A l’appel de Asma Ahmadi et Salma Bouraoui, des citoyens tunisiens se sont rendus aujourd’hui au mausolée de Saida Mannoubia, qui avait été profané au courant de la semaine dernière. Par cette action de solidarité spontanée, des Tunisiens ont voulu faire revivre le mausolée comme à l’accoutumée, afin que la tradition ne s’interrompe pas, et ont tenu aussi à faire passer un message; celui du refus de la violence, de l’attachement à nos coutumes et traditions culturelles, et de tolérance.
Matelas, tapis, oreillers, ont été offerts par des anonymes, mais aussi des Corans, des bougies, du sucre, de la nourriture, une petite pièce de monnaie ou une simple présence réconfortante. Allumer des cierges, prendre une photo, se recueillir un instant, recueillir un témoignage ou échanger quelques mots avec les occupants du mausolée avait suffi à leur redonner de l’espoir.
Beaucoup d’émotion aussi, devant le désarroi des 25 familles qui vivaient des visites du mausolée, de leur chagrin de voir le tombeau de leur sainte profané, et devant cet élan de solidarité. Larmes, youyous et surtout une envie de parler. Les gardiennes du marabout n’arrêtaient pas de crier leur indignation face à ce fâcheux acte de vandalisme, elles n’avaient jamais connu une telle situation, « même pas sous le protectorat français », nous disait la plus âgée de toutes.
Cette action citoyenne de solidarité est une façon comme une autre pour exprimer l’attachement des Tunisiens à leurs traditions et coutumes, à leur spécificité culturelle, une façon de dire leur refus de cette nouvelle « pensée » venue d’ailleurs qui tend à faire table rase de notre identité et de la remplacer par une autre.
Les marabouts ont de tout temps fait partie de notre paysage cultuel et religieux.

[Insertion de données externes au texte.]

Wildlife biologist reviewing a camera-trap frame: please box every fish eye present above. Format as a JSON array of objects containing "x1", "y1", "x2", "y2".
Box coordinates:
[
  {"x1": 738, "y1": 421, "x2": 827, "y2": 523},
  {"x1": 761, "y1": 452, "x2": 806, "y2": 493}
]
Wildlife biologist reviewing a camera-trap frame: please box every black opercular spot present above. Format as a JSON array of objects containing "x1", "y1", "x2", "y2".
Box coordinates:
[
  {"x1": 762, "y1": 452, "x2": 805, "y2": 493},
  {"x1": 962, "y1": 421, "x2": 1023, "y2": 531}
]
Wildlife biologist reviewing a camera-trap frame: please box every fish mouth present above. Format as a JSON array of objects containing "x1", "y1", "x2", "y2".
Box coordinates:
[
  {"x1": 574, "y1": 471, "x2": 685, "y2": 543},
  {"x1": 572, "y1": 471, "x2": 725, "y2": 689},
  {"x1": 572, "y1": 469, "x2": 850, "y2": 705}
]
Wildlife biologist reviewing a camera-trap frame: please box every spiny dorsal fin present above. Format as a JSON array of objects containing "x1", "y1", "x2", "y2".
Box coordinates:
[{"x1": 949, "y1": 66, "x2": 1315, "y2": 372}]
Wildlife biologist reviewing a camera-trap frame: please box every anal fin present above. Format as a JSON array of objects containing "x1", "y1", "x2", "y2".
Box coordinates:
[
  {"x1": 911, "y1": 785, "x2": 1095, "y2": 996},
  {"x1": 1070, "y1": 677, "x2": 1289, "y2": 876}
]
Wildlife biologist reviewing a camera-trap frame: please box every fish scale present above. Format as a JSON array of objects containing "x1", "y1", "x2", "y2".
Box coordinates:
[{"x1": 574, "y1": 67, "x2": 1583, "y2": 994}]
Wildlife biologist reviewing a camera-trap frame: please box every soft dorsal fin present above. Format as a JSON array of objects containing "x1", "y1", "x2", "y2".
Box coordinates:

Dr Bouraoui Saloua l’explique très bien dans un article sur les marabouts qu’elle a publié le 20 octobre 2012, et dont voici un extrait :
« Saida el Manoubia, une Femme à la forte personnalité, une femme assez particulière, très instruite qui, à la fin du XIIe et au début du XIIIe siècle, partageait son savoir et son instruction religieuse avec les hommes.
Une femme d’une intelligence supérieure qui avait attiré la foudre des conservateurs en fréquentant les milieux masculins pour étudier l’islam, une femme hors du commun…Saïda Manoubia dont la renommée est telle qu’elle lui vaut un récit hagiographique intitulé Manâqib et rédigé par l’imam de la mosquée de La Manouba. Consécration très rare pour une femme, il révèle des éléments doctrinaux importants où cette grande dame revendique, ouvertement, le statut de « pôle des pôles », la plus haute dignité dans la hiérarchie soufie. »
Nous comprenons mieux maintenant pourquoi son mausolée a été attaqué.
L’ALECSO, de son côté, a promis d’aider à la reconstruction du mausolée, mais en attendant, c’est aux Tunisiens eux-mêmes d’être vigilants et de protéger leur patrimoine de la destruction méthodique dont il fait objet, dans un silence des autorités qui prête à la suspicion.